Vet Connect: Weight Loss in Horses


Whenever we think about changes in body weight, there is a specific thought process used to identify the reasons for it. This approach is based on an understanding of the balance between a given horse’s energy intake and energy output. Weight loss results from an imbalance between caloric intake and expenditure of energy. Factors that affect either (or both) intake and outflow will change the balance and affects a horse’s weight. If there is more energy expenditure than caloric intake, a horse will lose weight. 

In order to determine whether a horse is underweight or not, it is first important to know what their optimal weight should be. This is a very subjective assessment. The closest we can come to making an objective judgment is through an established Body Condition Score System, which rates horses on a scale of 1-9. On this scale, 1 is emaciated and 9 is obese. Body condition scores of 5 to 6 are considered optimal. This system is based on assessment of the muscle and fat that cover the bony landmarks of the body, especially of the top-line and ribs. 

Healthy body systems and metabolism results in the nutrients in the bloodstream being processed, with the necessary energy used and the remainder put into body stores in the form of complex sugars, muscle, and fat. Anything that decreases nutritional intake, with all else being equal, will result in weight loss. Therefore, the most common reasons for weight loss in horses are: 

  • Inadequate feed intake or feed quality mismatched to nutritional needs. 
  • Inadequate processing of feed resulting from dental problems. 
  • Parasite infestation. Parasites compete for nutrition and cause damage to the intestinal tract, which decreases the absorption of nutrients. 
  • Aside from dental abnormalities, older horses simply have more difficulty assimilating nutrients from their intestinal tract. For that reason, they require more easily digestible and absorbable feeds.
  • Disease- Sick animals lose weight because energy is needed to heal or fight infection; this is often made worse because they tend not to eat as much. 
  • Animals in chronic pain also lose weight. Tumors are a common cause of weight loss in older horses. Many tumors secrete substances that directly cause weight loss by breaking down body stores of energy. 

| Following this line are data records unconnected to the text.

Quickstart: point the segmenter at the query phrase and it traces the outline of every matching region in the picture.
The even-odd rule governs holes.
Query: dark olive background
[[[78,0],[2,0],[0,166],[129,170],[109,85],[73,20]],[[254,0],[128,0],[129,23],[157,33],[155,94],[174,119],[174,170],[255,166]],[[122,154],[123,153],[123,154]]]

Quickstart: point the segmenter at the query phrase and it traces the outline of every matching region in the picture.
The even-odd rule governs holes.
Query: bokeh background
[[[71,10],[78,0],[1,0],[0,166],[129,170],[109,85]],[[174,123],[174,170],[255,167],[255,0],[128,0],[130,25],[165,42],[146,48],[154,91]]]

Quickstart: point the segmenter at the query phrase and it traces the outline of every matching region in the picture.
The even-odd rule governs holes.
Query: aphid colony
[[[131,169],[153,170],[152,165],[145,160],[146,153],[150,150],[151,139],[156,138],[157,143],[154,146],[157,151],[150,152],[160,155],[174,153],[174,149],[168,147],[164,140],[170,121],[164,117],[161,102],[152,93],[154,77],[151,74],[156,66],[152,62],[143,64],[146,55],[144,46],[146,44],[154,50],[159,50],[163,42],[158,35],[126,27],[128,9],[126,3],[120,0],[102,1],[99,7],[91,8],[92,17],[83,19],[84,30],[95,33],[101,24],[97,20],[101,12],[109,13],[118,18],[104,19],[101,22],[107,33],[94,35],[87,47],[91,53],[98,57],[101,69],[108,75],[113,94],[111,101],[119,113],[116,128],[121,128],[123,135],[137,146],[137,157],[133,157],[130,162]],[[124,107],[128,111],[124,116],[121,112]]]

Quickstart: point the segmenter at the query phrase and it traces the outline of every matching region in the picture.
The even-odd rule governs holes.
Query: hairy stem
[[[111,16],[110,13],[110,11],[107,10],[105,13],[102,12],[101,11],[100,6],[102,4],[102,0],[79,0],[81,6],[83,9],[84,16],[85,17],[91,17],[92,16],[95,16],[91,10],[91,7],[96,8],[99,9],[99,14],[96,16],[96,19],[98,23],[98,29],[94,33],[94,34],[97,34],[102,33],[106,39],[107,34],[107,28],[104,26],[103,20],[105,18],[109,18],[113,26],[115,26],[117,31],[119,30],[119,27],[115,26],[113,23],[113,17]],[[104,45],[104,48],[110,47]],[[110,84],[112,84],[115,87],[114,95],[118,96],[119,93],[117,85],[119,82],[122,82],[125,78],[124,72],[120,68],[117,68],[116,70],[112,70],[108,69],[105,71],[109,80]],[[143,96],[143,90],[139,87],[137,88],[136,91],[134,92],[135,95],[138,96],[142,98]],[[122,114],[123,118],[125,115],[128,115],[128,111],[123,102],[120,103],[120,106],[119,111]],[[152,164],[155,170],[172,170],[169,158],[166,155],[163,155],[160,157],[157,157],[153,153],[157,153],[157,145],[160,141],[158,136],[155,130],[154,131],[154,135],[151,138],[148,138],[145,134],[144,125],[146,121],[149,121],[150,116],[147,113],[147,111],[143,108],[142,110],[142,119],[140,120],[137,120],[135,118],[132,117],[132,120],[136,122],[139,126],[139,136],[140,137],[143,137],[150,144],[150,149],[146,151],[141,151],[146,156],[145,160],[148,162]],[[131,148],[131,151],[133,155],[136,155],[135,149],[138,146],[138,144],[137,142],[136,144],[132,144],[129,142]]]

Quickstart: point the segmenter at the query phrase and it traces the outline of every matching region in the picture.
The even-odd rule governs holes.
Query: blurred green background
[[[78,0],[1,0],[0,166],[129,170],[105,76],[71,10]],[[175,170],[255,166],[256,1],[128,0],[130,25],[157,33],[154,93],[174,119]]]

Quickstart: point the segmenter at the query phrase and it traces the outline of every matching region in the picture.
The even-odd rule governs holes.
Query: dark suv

When designing a feeding program, keep in mind the basic metabolic differences among breeds and individuals. A young thoroughbred racehorse will be a much “harder keeper” than a 10-year-old pony gelding. Breeding stallions, late-term pregnant mares and lactating mares are all fed to account for their additional energy expenditures. Within breeds, certain individuals will be harder keepers than others. The basis of most equine feeding programs is good quality forage or hay. Many idle horses without special needs maintain healthy weight on grass hay alone. Make sure all horses are on an appropriate parasite control program, and keep them all in good dental health. It is always best to work with your veterinarian to identify and treat underlying health problems causing weight loss.